I saw a proof which goes like this:

$$ \begin{align} \operatorname{Var(X)}(X) &= E((X-E(X))^2) \\ &= \sum_{x\in S}(x-E(X))^2\cdot P(X=x) \\ &\geq \sum_{|x-E(X)|>\varepsilon}(x-E(X))^2\cdot P(X=x) \\ &> \sum_{|x-E(X)|>\varepsilon}\varepsilon^2\cdot P(X=x) \\ &= \varepsilon^2 P(|X-E(X)|>\varepsilon) \\ \end{align} $$

from which the equation should follow by dividing by $\varepsilon^2$.
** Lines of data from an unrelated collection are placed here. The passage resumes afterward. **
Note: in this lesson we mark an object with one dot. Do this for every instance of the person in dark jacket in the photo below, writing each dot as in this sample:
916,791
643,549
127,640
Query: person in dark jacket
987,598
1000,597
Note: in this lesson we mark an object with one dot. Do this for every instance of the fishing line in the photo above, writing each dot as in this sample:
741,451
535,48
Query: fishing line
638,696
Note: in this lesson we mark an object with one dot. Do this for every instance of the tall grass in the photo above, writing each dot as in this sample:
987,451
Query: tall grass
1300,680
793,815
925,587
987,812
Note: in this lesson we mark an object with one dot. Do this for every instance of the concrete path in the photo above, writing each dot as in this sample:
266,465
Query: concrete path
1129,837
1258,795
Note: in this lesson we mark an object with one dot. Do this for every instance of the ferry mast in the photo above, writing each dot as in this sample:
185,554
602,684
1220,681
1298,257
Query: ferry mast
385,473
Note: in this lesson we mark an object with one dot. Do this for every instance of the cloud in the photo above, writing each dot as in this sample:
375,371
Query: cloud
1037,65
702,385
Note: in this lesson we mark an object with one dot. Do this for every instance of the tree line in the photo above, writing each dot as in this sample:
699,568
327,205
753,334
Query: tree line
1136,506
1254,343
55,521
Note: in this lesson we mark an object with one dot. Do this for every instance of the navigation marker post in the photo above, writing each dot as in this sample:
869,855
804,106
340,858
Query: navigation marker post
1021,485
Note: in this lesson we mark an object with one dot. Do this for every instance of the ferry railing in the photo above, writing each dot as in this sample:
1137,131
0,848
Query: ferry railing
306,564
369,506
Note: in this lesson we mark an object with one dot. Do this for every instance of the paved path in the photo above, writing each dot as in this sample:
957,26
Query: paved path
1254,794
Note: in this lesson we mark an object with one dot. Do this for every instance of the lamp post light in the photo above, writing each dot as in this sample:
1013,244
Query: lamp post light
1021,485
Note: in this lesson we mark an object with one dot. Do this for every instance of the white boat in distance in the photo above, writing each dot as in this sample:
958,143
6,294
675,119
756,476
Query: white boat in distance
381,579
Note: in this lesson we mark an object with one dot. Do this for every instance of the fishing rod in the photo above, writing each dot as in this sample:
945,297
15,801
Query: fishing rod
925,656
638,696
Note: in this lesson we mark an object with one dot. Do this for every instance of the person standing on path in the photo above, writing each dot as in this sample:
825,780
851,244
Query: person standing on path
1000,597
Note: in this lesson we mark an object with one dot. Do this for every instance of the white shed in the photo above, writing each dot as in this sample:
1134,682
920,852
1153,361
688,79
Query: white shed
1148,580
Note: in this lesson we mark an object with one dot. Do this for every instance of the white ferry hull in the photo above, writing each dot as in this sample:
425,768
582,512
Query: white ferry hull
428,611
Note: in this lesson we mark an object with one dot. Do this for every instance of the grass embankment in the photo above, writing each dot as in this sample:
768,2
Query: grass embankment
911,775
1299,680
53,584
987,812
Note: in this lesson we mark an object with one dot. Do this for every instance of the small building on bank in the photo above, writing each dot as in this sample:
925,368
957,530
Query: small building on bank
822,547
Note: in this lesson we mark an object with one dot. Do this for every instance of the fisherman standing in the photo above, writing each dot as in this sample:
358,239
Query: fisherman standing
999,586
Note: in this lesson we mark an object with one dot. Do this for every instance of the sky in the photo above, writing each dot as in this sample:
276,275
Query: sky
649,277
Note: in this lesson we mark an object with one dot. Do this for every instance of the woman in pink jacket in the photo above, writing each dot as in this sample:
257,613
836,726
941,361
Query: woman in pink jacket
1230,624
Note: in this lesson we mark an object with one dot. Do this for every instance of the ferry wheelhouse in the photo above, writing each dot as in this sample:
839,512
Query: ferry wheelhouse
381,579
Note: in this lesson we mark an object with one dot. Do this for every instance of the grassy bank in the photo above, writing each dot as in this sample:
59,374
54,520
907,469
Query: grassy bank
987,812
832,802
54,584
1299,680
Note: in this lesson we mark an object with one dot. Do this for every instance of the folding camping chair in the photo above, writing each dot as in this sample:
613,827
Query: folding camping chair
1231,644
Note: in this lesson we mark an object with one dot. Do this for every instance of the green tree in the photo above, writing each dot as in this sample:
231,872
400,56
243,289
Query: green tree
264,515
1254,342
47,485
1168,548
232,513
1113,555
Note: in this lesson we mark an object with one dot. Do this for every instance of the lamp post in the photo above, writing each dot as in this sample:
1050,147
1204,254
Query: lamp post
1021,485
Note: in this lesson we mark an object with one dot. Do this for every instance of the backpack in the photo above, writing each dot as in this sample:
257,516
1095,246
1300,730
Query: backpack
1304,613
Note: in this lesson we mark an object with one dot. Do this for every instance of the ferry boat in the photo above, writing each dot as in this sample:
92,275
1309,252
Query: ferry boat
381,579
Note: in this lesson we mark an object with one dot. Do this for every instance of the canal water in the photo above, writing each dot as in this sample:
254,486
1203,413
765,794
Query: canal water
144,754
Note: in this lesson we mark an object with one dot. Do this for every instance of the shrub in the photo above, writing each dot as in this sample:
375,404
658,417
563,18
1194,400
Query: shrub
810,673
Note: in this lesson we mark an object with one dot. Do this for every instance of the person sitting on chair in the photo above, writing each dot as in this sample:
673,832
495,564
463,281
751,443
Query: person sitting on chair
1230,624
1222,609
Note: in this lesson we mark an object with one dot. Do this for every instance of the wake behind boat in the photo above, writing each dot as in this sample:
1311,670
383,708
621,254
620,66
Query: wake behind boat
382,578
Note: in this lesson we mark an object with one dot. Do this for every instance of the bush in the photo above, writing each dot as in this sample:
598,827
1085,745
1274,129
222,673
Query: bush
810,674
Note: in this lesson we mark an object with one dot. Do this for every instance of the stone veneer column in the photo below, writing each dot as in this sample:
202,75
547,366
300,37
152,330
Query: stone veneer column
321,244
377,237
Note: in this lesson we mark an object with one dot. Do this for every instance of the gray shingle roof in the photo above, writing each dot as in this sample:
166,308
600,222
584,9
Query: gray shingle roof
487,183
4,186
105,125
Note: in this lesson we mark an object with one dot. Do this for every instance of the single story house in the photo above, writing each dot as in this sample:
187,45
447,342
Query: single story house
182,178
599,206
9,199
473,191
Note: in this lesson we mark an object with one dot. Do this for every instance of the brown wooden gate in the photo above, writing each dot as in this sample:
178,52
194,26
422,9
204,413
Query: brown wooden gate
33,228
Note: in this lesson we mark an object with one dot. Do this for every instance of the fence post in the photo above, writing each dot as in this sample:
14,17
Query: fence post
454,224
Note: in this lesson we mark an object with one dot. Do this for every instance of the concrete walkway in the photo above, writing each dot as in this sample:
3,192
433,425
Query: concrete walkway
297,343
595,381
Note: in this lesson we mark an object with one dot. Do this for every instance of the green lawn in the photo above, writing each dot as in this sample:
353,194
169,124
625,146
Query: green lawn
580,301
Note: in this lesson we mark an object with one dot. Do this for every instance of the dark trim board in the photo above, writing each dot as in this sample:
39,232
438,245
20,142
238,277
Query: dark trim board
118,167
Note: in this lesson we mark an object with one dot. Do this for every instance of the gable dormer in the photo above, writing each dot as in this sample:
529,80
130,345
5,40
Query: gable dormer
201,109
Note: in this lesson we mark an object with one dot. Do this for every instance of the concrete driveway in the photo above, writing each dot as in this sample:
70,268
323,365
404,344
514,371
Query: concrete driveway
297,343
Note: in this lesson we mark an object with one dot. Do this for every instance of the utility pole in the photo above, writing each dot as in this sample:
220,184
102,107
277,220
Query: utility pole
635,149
What I don't understand here is the 4th step:

$$\sum_{|x-E(X)|>\varepsilon}(x-E(X))^2\cdot P(X=x) > \sum_{|x-E(X)|>\varepsilon}\varepsilon^2\cdot P(X=x) $$

Doen't this imply $$P(|X-E(X)|>\varepsilon)< \frac{\operatorname{Var(X)}}{\varepsilon^2}$$ rather then $$P(|X-E(X)|>\varepsilon)\leq \frac{\operatorname{Var(X)}}{\varepsilon^2}.$$

Why is this correct?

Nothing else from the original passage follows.